Marxism was not the only thing that Trilling (by way of Eliot) called into question. He challenged liberalism as well. Totalitarianism, Eliot had said, was inherently "pagan," for it recognized no authority or principle but that of the state. And liberalism, far from providing an alternative to paganism, actually contained within itself the seeds of paganism, in its materialism and relativism. Only Christianity, Eliot argued--the "Idea" of Christianity, not its pietistic or revivalist expressions--could resist totalitarianism, because only Christianity offered a view of man and society that promoted the ideal of "moral perfection" and "the good life." "I am inclined," Trilling quoted Eliot, "to approach public affairs from the point of view of the moralist."

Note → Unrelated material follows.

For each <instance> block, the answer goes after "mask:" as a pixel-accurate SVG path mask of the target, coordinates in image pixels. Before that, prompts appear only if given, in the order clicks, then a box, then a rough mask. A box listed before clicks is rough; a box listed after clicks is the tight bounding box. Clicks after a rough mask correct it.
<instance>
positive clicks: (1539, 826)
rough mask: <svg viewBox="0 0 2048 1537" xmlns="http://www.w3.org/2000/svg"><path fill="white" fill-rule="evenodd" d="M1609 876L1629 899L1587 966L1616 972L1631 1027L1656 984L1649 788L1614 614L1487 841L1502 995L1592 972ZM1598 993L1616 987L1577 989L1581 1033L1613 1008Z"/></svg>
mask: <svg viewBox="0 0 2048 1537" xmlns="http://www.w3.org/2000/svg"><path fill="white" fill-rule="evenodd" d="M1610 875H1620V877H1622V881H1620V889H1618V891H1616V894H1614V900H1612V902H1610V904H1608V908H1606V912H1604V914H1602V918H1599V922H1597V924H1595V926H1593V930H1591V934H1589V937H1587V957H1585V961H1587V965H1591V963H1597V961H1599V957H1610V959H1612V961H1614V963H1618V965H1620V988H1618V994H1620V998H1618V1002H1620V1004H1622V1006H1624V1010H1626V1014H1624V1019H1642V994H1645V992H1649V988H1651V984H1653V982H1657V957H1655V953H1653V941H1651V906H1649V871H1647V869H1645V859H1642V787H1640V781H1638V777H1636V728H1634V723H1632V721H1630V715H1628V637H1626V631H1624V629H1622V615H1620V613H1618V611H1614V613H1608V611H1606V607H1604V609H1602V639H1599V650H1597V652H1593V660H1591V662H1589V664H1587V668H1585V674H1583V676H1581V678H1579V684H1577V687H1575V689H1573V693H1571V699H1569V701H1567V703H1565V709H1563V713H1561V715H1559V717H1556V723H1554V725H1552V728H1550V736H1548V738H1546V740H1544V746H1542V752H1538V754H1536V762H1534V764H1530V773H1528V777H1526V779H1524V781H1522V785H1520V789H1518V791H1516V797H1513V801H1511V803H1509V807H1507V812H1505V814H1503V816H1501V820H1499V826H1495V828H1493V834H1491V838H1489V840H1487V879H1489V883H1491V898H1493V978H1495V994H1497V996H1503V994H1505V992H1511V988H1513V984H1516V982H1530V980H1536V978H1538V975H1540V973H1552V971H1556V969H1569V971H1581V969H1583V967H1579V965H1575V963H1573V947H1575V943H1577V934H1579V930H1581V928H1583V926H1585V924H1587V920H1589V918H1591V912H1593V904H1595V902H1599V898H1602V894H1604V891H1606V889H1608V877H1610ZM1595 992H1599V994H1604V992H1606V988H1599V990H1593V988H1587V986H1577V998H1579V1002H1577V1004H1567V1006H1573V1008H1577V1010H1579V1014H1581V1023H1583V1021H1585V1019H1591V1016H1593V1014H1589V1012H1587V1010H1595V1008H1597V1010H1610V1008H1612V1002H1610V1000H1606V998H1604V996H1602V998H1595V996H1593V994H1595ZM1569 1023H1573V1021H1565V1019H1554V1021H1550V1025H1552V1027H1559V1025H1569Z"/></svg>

Trilling hastened to qualify his endorsement of Eliot in "Elements That Are Wanted"; he did not believe morality was absolute or a "religious politics" desirable.
He was saying, if I get it, that society needs normative values to keep things from ranging so far that we forget what made us successful in the first place.
TRILLING WAS RESPONDING to the problem George Orwell had posed so dramatically in Nineteen Eighty-Four. Reviewing that book when it appeared in 1949, Trilling made clear that Orwell was not, as liberals liked to think, merely attacking Soviet communism. "He is saying, indeed, something no less comprehensive than this: that Russia, with its idealistic social revolution now developed into a police state, is but the image of the impending future and that the ultimate threat to human freedom may well come from a similar and even more massive development of the social idealism of our democratic culture." A few years later, reviewing another book by Orwell, Trilling repeated this theme: "Social idealism" is not the only thing that can be perverted into tyranny; so can any idea "unconditioned" by reality. "The essential point of Nineteen Eighty-Four is just this, the danger of the ultimate and absolute power which the mind can develop when it frees itself from conditions, from the bondage of things and history."
This is why conservatives believe in the value of religion even as we affirm that there should be no state church. Government power has a way of corrupting the most well-meaning people. This is an essential for us to remember as we grapple with issues like separation of church and state, gay marriage, socialism and entitlement programs. For example, nobody could object to the ideal of helping the poor, but whether eliminating poverty should be a goal of government.

I hope I got the point. If I did, it's extremely important, and is mostly lost on modern liberalism of Barbara Boxer, Nancy Pelosi, Harry Reid and Ted Kennedy.